試合後の引退セレモニーで、妻、双子の娘2人(3)から花束を受け取った。小山は「みなさんの支えがあったから、ここまでやってこられた」。大雨の中、集まった307人の観客から拍手を受け、最後はチームメートに胴上げされた。
JFLに初めて出場したのは、2000年、静岡産業大2年生だった19歳のとき。当時、大学のサッカー部がJFLに所属しており、4年生までの3シーズンで計44試合に出場。同学年の元日本代表FW巻誠一郎(J2熊本)と同じ全日本大学選抜に選ばれたこともあったが、卒業時にJリーグから誘いはなかった。
群馬FCホリコシを経て、05年からは地元東京の武蔵野一筋。新潟、甲府、湘南などJリーグの計7クラブで練習参加やセレクションを受けた。「自分の方ができている、という自信があった」。だが、吉報は届かず、一度もプロにはなれなかった。
武蔵野の前身は、横河電機サッカー部。小山は関連会社で朝から夕方まで働き、夜に約2時間練習する社会人選手としてキャリアを積んだ。翌日に練習がある日は酒を飲まない。生真面目な性格で、「生活リズムを大事にしてきた」ことが長い現役生活を支えたひけつという。
174センチ、71キロのがっちりした体格で体の強さが持ち味だった。12年には天皇杯全日本選手権で、J1のFC東京を破る番狂わせを演じたこともある。ただ、太ももの肉離れや肩の脱臼などがあり、ここ数年は出場機会が減った。「理想と現実のギャップを埋められなくなった」。今年9月に三女が誕生したことも影響し、引退を決断した。

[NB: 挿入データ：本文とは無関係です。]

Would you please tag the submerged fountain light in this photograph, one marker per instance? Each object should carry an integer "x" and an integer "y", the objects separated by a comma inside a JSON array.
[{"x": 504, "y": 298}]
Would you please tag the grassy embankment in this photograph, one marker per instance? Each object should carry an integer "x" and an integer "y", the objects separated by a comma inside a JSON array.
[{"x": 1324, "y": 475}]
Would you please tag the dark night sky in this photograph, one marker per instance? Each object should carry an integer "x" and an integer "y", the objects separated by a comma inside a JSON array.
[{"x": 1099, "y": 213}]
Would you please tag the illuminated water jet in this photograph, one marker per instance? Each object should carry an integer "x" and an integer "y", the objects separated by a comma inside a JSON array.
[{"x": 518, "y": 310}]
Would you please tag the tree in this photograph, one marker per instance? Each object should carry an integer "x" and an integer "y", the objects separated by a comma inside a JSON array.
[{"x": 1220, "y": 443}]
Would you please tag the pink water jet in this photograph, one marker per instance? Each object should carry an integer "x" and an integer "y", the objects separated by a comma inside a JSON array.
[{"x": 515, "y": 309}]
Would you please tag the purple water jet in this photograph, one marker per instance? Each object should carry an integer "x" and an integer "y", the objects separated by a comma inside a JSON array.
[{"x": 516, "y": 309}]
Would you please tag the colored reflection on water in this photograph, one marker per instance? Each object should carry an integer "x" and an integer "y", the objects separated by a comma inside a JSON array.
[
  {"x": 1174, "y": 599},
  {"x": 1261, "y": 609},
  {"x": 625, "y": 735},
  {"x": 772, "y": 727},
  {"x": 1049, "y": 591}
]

しばらくは、負担をかけてきた妻を支えながら、仕事に専念するつもりだ。だが、友人から、35歳以上のサッカー大会に出ようというオファーが早速届いており、「現役復帰」を迷っているという。「プロではない僕たちに、『引退』という言葉は必要ないかもしれませんね」(勝見壮史)
各リーグの最多出場記録
リーグ 選手 所属 最多出場数(左から)
J1 GK楢崎正剛(41) 名古屋 631
J2 GK本間幸司(40) 水戸 563
J3 MF久富賢(27) 秋田 130
JFL DF小山大樹(36) 東京武蔵野 389
※今季終了時点。J1は1993年、J2は99年、J3は2014年から
〈JFL(日本フットボールリーグ)〉 Jリーグ入りを目指すクラブ、企業や大学のチームなど、様々な背景を持つチームが参戦するアマチュアの全国リーグ。J3の下で、実質4部。J2が発足した1999年に、前身のジャパンフットボールリーグから現在のJFLに。条件を満たしたクラブのJ3昇格、関東や関西といった地域リーグへの降格もある。16チームが前後期の2ステージ制で争い、各ステージ1位チームによるチャンピオンシップで年間優勝を決める。今季は前後期を制したホンダが年間王者になった。